3-4 minutes is not useful.

a bath of at least 6-8 mins work. sometimes i even go up to 10mins if the fish is handling it pretty well.

this method is extremely useful against external parasites such as flukes, but provides only temporary relief to ich and velvet. for ich and velvet, treatment must still be carried out and FW dips are NOT a cure.

but for external body flukes, FW dip is good and the flukes drop off after a few minutes in the water.

be sure to observe the fish the entire duration in the FW dip. if it lie on it's side, prop it up gently and make sure it's swimming. if it's showing signs of severe distress and discomfort, remove it immediately.

1 min dips are useful. I'm sure you have seen the amount of stuff falling off a wild fish during fw dip even after 1 min.

I do not agree with touching the fish during the dip/bath. If the fish is tolerating the procedure, leave it alone. They don't like being poked and prodded. It only needs to breath normally, not swim. They do not need a human finger adding extra stress just to reassure you they are alive.

help! i am having an outbreak of zoanthid-eating nudibranchs!!!! will freshwater dips be effective? if so, how long? or are there any fish/shrimp out there that will devour these pests?????

Zoanthids will tolerate a fw dip better than the nudis. I dipped two zoanthid rocks in 10min fw with Bayer's (an American pesticide) insect killer and have not seen the orange nudis since. Also watch out for small red snails that will irritate the zoas. I had to cut them off the rock.

My nudi:

http://reefcentral.com/forums/showthread.php?t=2311327

Aeolids:

http://www.reefkeeping.com/issues/2005-05/rs/

I feel it is important that the fish is still strong before the freshwater bath is being conducted, so that the fish is able to withstand the stress during the process.

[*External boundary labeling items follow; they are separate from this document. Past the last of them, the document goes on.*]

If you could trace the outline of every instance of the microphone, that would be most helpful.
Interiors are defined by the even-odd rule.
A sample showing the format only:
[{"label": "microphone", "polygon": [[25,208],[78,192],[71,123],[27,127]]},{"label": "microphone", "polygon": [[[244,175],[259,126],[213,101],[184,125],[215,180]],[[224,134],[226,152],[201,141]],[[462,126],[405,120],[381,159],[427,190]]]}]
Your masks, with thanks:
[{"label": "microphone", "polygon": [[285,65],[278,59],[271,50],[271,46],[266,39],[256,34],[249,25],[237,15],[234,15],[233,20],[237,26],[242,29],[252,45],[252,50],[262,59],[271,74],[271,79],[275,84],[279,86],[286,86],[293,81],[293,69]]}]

Yes...most people that fear dips don't understand it's a preventative and not a cure for weak fish. If they are weak, they need quarantine and treatment.

Thanks bro . I used to use UV on my arowana tank and I get very clear water .

Am stepping into full time marine and hope to gather as much info as I can . Gotta start by looking at equipments :)

UV also kills algae spores so that's why you have clear water. Depending on UV intensity, flow rate, etc etc...you are killing either parasites, bacteria, or algae but not always all at the same time. UV will render antibiotics useless but not much else.